22 May 2024 | 5 minutes to read

A good week for

  • Equities broadly continued to rally, led higher by Asia-ex Japan (+1.7%) and emerging markets (+1.4%)
  • Bonds also edged higher, with gilts gaining +0.5% and index-linked gilts +1.3%

A bad week for  

  • UK equities drifted -0.1% lower
  • The US dollar drifted c. -0.8% lower on a trade weighted basis

US inflation

US inflation remains in focus, after the Fed left rates unchanged at the May meeting. While the Fed’s statement was little changed from the prior gathering, it did acknowledge that less progress had been made in reducing inflation than policymakers expected.

In light of this, April’s CPI (Consumer Price Index) print came as something of a relief to markets. Headline CPI slowed to 3.4% from 3.5% on a year-on-year basis, with core inflation slowing to 3.6% from 3.8%. On a month-on-month basis, CPI slowed to 0.3% from 0.4%.

Looking at the detail of the print, a main driver of the slowdown was shelter, which cooled to 5.5% y-o-y from a peak of 8.2% in March 2023. Shelter makes up a third of the basket and is expected to slow further.

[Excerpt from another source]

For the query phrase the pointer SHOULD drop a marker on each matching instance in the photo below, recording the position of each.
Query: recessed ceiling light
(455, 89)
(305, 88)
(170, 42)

Food beverages (14% of the CPI basket) also slowed to 0.02% m-o-m, from 0.1%, taking the y-o-y rate to 2.2% from a peak of 10.9% in August 2022. “Other services” (9% of the basket) slowed to 3% from a peak of 4.7% a year ago, while autos (8% of the basket) slowed significantly, falling -2.4% y-o-y and down from a peak of 23.7% in Feb 2022. All in all, despite the impact of higher producer prices, this makes it likely that the PCE index (Personal Consumption Expenditures Price Index), the Fed’s official inflation indicator, will slow to around 0.25% m-o-m in April.

April’s soft CPI print follows a range of other data points that suggest the economy may be slowing. Payrolls softened significantly in April, along with retail sales and credit card borrowing. Survey data has also softened, with the ISM manufacturing index slipping into contractionary territory.

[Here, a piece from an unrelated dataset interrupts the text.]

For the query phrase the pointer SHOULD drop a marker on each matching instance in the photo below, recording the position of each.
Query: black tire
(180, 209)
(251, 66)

We still expect the Fed to deliver some rate cuts this year, assuming economic conditions evolve as expected. We look for a further easing of owner equivalent rent and for softer survey data to translate to softer real activity data.

UK labour

As in the US, UK data show signs of easing. Last week’s labour market print saw the unemployment rate rise to 4.3% in March, up from 4.2% in February. Labour Force Survey data pointed to a 178,000 decline in employment in March while payrolls signaled an 85,000 fall in April. Despite this easing, wage growth remains relatively elevated – average weekly earnings growth remains at 6% in March, well ahead of inflation.

While the labour market does appear to be easing, other UK data is looking somewhat stronger. Business surveys have picked up, and Q1 GDP was stronger than expected, boosted by stronger real consumption spending. This in turn is likely to continue to be supported by positive real wage growth, now inflation has declined significantly.

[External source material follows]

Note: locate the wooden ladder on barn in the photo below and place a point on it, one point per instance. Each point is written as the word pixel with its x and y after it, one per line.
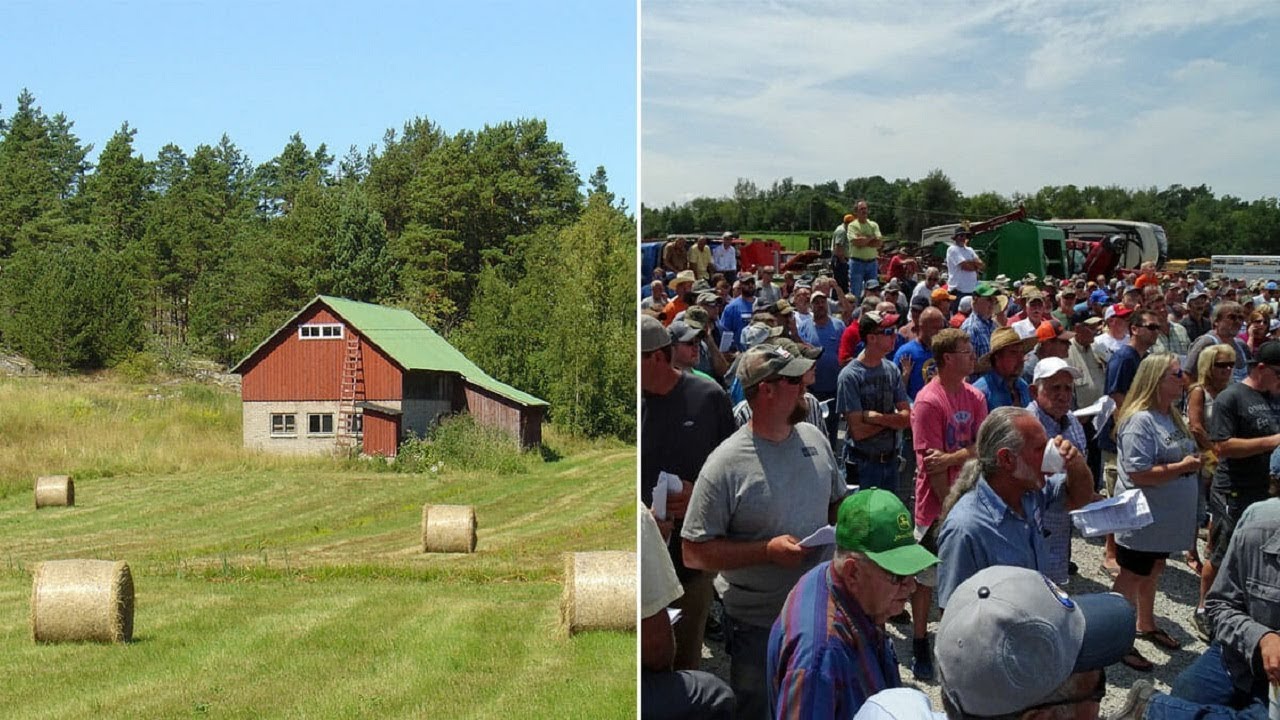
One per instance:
pixel 352 391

In light of this brighter picture, we still expect rate cuts in the UK this year, though the scale of cutting may be modest.

China

Chinese officials are rumored to be planning a significant intervention into the property market. Year-to-date, house prices continue to weaken significantly, reflecting poor demand. However, given weaker business confidence in the sector and more restrictions on real estate funding, the inventory of homes is diminishing, which should support prices in the future. The Government is rumoured to be considering the direct purchase of housing stock, either from the secondary market or directly from housing developers. This could dovetail with government plans to increase the availability of social housing, with a budget of around RMB 1-2trn (ca. $140-280bn) expected.

Purchasing homes on the secondary market could be the best way to deliver this programme, as these homes are generally in better locations. However, purchasing directly from developers could address the issue of the developers’ incomplete projects. Around 45% of incomplete units remain unsold, and around RMB 1.5trn would be required to complete all projects.

Sentiment has improved on the back of these rumors, though nothing is confirmed.